Safety Signals and What Is Not Known

The absence of published human safety data for SR-9009 does not mean the compound is safe. It means the risk has not been characterized. Rev-Erb receptors regulate circadian rhythm at a fundamental level. Chronic pharmacological disruption of circadian gene expression in humans has unknown long-term consequences.

Rev-Erb alpha null mice develop cardiac hypertrophy and arrhythmias, suggesting that the receptor plays a role in cardiac muscle function [8]. Continuous agonism of the same receptor via SR-9009 may carry cardiac implications that no rodent short-term study was designed to detect. A 2016 study in Nature Communications (PMID 26841971) demonstrated that Rev-Erb agonism altered macrophage function and inflammatory gene networks, raising immune-related questions that remain unanswered [8].
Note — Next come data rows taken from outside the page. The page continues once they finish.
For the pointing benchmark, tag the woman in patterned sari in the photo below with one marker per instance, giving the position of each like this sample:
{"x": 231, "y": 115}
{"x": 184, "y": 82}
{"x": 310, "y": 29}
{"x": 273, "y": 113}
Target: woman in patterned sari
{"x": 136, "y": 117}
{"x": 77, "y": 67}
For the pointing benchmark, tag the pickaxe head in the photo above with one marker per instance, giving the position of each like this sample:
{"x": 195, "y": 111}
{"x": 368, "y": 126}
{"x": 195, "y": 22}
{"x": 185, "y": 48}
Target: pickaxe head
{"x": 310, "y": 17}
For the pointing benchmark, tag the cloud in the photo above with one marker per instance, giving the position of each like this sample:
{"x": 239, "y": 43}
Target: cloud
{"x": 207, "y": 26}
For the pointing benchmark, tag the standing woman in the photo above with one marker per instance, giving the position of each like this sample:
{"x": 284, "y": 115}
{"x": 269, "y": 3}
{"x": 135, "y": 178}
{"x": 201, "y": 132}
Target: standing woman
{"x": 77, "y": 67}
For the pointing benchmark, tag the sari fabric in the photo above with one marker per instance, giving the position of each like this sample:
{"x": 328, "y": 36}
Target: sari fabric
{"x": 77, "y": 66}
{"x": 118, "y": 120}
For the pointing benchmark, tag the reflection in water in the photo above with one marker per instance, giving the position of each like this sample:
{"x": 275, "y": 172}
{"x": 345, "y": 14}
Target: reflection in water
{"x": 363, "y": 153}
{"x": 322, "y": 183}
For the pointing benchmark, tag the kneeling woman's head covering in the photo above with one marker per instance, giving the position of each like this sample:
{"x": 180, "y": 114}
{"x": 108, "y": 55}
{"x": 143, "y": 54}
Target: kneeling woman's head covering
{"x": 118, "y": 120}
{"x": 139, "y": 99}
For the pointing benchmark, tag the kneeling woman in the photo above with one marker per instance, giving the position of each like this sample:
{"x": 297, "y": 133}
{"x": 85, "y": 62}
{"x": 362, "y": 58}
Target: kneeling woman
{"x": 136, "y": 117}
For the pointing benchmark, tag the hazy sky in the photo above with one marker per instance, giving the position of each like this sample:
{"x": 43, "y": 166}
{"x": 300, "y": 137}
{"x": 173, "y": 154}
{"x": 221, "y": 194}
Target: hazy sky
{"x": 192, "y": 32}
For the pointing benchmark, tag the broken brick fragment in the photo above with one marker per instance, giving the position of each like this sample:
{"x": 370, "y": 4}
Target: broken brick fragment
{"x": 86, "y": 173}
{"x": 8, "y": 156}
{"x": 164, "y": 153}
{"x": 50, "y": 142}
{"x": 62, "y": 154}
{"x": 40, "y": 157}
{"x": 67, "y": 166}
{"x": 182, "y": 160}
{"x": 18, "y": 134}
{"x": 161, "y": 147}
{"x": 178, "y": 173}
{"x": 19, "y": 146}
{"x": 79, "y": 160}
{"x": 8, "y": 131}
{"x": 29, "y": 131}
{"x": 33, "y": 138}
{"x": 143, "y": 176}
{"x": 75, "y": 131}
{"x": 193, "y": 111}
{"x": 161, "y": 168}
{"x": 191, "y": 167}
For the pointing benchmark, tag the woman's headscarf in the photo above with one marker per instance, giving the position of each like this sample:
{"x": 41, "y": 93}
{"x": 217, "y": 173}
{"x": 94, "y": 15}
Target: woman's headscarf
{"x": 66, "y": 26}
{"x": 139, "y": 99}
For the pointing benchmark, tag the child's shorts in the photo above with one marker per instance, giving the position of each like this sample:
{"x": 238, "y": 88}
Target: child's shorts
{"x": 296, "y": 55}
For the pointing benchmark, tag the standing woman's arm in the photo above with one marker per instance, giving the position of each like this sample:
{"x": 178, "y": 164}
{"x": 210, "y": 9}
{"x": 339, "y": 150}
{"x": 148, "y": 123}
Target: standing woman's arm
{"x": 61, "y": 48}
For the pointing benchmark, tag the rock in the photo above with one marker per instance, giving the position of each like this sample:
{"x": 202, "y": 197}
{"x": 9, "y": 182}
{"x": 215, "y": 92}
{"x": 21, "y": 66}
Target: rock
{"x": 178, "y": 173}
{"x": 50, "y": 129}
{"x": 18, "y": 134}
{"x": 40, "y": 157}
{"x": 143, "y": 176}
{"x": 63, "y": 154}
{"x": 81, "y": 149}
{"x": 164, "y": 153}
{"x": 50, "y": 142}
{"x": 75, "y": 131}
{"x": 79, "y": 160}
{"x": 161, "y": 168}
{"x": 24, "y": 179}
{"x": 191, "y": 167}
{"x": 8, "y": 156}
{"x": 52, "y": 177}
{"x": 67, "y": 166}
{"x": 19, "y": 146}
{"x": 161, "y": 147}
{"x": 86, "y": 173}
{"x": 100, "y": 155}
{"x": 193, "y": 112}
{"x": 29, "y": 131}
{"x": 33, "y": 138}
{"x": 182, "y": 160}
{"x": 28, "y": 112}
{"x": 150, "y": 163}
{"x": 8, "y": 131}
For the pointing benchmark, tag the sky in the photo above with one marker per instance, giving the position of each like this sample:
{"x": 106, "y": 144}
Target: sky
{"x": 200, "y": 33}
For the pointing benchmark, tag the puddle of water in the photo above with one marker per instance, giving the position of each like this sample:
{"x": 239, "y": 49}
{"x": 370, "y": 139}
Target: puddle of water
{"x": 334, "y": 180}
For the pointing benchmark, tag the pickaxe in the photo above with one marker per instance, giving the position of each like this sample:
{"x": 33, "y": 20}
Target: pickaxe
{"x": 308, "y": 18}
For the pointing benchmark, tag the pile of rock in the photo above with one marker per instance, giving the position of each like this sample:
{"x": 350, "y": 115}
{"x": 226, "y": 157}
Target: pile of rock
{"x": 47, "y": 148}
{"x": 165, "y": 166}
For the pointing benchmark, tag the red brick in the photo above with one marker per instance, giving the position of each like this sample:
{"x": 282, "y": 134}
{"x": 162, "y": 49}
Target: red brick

Patients with a personal or family history of cardiac arrhythmia, liver disease, or any condition requiring stable circadian regulation should be especially cautious about a compound with this mechanism and this evidence gap.

FDA and WADA Status

The FDA has not approved SR-9009 for any medical indication. Under the Federal Food, Drug, and Cosmetic Act, selling SR-9009 with claims of therapeutic benefit or as a dietary supplement ingredient is prohibited. The FDA issued warning letters to multiple companies between 2017 and 2023 for selling SARMs and related compounds as dietary supplements [3].

WADA placed SR-9009 on the Prohibited List in 2009 under category S4 (Hormone and Metabolic Modulators). Any competitive athlete testing positive for SR-9009 faces the same sanctions as a positive test for a traditional anabolic steroid. The compound is detectable in urine via liquid chromatography-mass spectrometry.

Clinically Validated Alternatives for Body Composition Goals

If the underlying goal is fat loss with muscle preservation, several FDA-approved and well-studied options exist. Semaglutide 2.4 mg/week (Wegovy) produced 14.9% mean body weight reduction at 68 weeks in STEP-1 (N=1,961) with favorable lean mass preservation when combined with resistance training [9]. Tirzepatide 15 mg/week produced 20.9% mean weight loss at 72 weeks in SURMOUNT-1 (N=2,539) [10].

For muscle preservation specifically in adults with confirmed hypogonadism, testosterone replacement therapy under physician supervision has decades of safety and efficacy data. The Endocrine Society's 2018 clinical practice guideline recommends testosterone therapy for men with symptomatic hypogonadism and consistently low serum testosterone (below 264 ng/dL on two morning measurements) [11].

These are not exciting answers for someone who found SR-9009 on a fitness forum. They are, however, answers backed by human data.

"The off-label and illicit use of SARMs and related compounds in healthy individuals for physique or performance enhancement carries substantial risk because the safety profile in this population has not been established in adequate and well-controlled studies," states the FDA's 2017 public advisory on SARMs [3].

Resistance training with progressive overload, adequate dietary protein (1.6 to 2.2 g/kg/day per the ISSN position stand), and monitored sleep remain the only interventions with large-scale human evidence for improving body composition without the safety unknowns of unapproved compounds.

Any patient using or considering SR-9009 should disclose use to their physician and request a baseline metabolic panel, liver function tests, and a full hormonal panel including total testosterone, free testosterone, LH, FSH, SHBG, and a complete blood count before beginning and again at 6 to 8 weeks.